In her mad, all-consuming plot to finally win Yu—who of course only has eyes for Koko, who of course can’t tolerate the creepy, panty-photographing twerp—Koike convinces Koko that she was Miss Scorpion all along. The two develop a bubbly little lesbian romance, much to the anger of the increasingly frustrated Yu. And all the while, Koike deepens her control over every figure in Yu’s life, finally turning everyone against him and moving Koko and Yu’s father into the Zero Church, where they all learn to hate and fear sex (you know, like any normal religion).

I could go on. This doesn’t even touch on Yu’s adventures as a pornographer, his coterie of loser friends/dedicated disciples, his experience as a priest of perverts, a kidnapping attempt, a sojourn in an insane asylum, and various other mad sights you’ll discover on this strange trip of a film. To think this was apparently cut down from a six-hour version.

Now, I doubt the six-hour version of Love Exposure will gain the same mythic stature as, say, the lost nine-hour version of Greed, but I can’t deny the sheer bravura, even grandeur, of the epic four hours that remain. Reeling between the extremes of high and low culture, this film is unique in that it can contain both a scene of a woman reciting Corinthians 13 to the lilting strings of Beethoven’s 7th Symphony and also of a woman using a pair of scissors to snip off the erect penis of her comatose father, luxuriating in the geyser-gush of blood that erupts. (This film single-handedly does more to resurrect the art of the comedy erection than the entire last century of pop culture.)

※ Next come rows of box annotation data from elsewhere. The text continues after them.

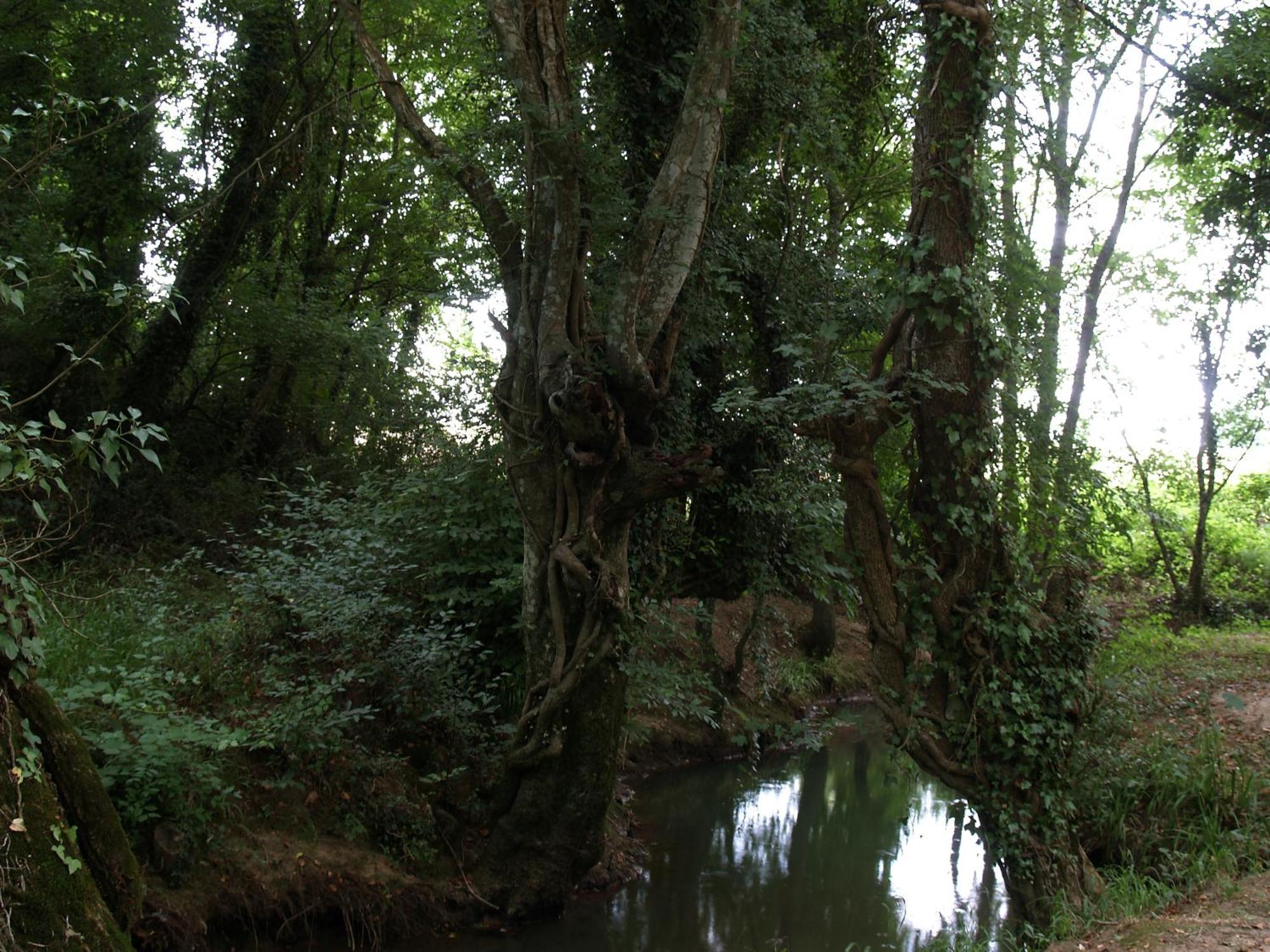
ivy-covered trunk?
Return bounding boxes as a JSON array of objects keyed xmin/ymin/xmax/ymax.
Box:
[
  {"xmin": 342, "ymin": 0, "xmax": 739, "ymax": 916},
  {"xmin": 822, "ymin": 0, "xmax": 1093, "ymax": 922},
  {"xmin": 0, "ymin": 671, "xmax": 141, "ymax": 952}
]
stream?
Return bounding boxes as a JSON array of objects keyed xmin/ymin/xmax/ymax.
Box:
[{"xmin": 432, "ymin": 715, "xmax": 1006, "ymax": 952}]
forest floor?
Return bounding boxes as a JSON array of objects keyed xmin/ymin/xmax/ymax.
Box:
[
  {"xmin": 1050, "ymin": 626, "xmax": 1270, "ymax": 952},
  {"xmin": 1050, "ymin": 873, "xmax": 1270, "ymax": 952},
  {"xmin": 144, "ymin": 598, "xmax": 867, "ymax": 952}
]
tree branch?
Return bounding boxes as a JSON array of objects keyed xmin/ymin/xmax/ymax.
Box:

A film that hits the four-hour mark is making a claim to its own importance, no matter its contents. Even a four-hour film of a man reading a phonebook would demand to be viewed as art—perhaps just some sort of conceptual, anti-art-but-actually-secretly-art prank, but still—and Love Exposure tests the limits in its own way. Out of what could have been nothing more than a wacky rom-com, Sono creates a sprawl of religion, sex, and guilt, a vortex of shame that sucks in the helpless characters and drags them to the depths.

The lead actors all do an exceptional job with what surely must have been challenging roles, although I have to single out the remarkable Sakura Ando as Koike. As Yu’s nemesis, she is the motor behind most of the key sequences, and she provides the frenzied charge of the film’s strongest moments. She's a commanding figure, this angry girl who mixes leering power with flights of youthful playfulness, which only remind us of her own fragility, her doomed need for Yu, the man who despises her. The Yu and Koko story may form the heart of the film, but the more fraught and violent relationship between Yu and Koike is its soul, where all of this sexual need and fear plays out to its full tragic end.

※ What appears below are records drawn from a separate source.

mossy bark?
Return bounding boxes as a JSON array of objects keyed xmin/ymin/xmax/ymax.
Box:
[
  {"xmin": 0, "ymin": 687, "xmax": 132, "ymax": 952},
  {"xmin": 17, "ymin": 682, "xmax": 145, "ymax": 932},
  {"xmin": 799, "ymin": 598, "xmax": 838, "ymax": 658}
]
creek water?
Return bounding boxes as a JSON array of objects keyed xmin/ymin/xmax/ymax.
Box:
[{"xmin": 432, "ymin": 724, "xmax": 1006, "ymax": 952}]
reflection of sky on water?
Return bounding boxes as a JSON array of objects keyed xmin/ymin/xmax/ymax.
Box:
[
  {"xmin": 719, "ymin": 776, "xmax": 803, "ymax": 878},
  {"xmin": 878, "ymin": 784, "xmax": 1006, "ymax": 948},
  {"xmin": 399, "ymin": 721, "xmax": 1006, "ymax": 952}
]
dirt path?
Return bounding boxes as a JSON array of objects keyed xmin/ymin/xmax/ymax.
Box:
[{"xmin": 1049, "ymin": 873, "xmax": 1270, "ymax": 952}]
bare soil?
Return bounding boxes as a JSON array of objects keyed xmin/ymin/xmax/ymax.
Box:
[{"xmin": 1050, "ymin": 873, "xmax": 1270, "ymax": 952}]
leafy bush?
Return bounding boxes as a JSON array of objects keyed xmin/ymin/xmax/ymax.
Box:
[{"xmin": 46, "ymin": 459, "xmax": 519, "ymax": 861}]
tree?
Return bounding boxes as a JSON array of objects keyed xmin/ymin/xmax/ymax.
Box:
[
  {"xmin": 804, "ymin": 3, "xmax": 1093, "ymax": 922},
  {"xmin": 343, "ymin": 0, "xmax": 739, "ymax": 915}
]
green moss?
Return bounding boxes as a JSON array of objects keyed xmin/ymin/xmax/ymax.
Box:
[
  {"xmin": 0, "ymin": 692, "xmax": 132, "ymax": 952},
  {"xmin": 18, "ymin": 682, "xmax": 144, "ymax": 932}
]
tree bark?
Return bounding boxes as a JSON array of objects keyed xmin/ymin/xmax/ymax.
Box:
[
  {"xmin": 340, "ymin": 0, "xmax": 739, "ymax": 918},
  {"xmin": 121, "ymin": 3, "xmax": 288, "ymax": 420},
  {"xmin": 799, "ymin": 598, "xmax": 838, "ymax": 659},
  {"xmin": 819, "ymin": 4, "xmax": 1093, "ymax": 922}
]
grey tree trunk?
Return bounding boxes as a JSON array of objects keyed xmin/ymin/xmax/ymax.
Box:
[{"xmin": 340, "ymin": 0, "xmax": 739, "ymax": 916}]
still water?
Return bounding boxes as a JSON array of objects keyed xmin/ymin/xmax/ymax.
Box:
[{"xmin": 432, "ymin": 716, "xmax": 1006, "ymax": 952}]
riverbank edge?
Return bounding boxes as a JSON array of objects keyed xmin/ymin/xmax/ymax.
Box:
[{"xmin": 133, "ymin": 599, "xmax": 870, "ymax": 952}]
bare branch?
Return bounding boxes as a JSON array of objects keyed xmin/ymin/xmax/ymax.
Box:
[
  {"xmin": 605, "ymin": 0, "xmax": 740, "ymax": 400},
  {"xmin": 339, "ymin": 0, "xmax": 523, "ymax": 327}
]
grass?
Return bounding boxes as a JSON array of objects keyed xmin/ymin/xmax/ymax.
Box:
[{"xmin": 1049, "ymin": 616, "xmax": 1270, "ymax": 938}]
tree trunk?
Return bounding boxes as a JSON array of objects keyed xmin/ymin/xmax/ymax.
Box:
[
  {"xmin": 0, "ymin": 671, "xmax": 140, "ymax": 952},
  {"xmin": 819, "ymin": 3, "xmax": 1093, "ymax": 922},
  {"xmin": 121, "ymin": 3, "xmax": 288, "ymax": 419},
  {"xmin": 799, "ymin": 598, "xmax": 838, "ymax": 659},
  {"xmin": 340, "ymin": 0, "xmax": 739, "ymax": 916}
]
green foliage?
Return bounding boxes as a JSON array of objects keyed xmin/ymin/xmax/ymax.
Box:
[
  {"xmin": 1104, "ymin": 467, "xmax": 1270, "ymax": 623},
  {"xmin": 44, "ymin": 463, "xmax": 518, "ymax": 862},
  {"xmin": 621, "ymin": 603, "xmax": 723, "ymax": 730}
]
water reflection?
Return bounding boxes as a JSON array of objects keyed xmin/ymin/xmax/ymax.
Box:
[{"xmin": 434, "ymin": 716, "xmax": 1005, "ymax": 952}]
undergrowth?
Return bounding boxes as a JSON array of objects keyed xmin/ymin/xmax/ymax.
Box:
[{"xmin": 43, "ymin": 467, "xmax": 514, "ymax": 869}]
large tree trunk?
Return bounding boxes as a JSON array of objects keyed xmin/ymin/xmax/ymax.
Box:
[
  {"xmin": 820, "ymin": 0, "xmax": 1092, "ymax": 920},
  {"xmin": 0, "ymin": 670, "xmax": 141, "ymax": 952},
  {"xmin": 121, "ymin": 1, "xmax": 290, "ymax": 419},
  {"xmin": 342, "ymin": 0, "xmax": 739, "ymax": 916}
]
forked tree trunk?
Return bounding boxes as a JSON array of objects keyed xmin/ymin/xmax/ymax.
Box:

Shot on digital, Love Exposure is hardly eye-candy (and some scenes, like Yu’s visions of Koko as the Virgin Mary, are even played for gaudiness), but it burns with inventiveness and energy. Sono possesses a stylistic range that can include a comedic montage sequence, such as Yu training under the tutelage of a sleazy old tosatsu master, or an emotionally devastating monologue delivered in a single take, or even a hand-held sequence of domestic turmoil that feels as raw as something out of Cassavetes.

Regardless of where you stand on Sono’s combination of bawdy and absurd plotting with aspirations to profundity, I think it would be hard to deny that he has made a film here that is beautifully alive and honest, devoid of calculation or false notes. Even at its most ridiculous, the film stays true to itself. Everything is invested with such savage passion that it becomes moving, the story told with such aching sincerity that to call it camp would feel somehow callous. It’s a remarkable film that can celebrate perversion with such gusto and still remain fundamentally innocent.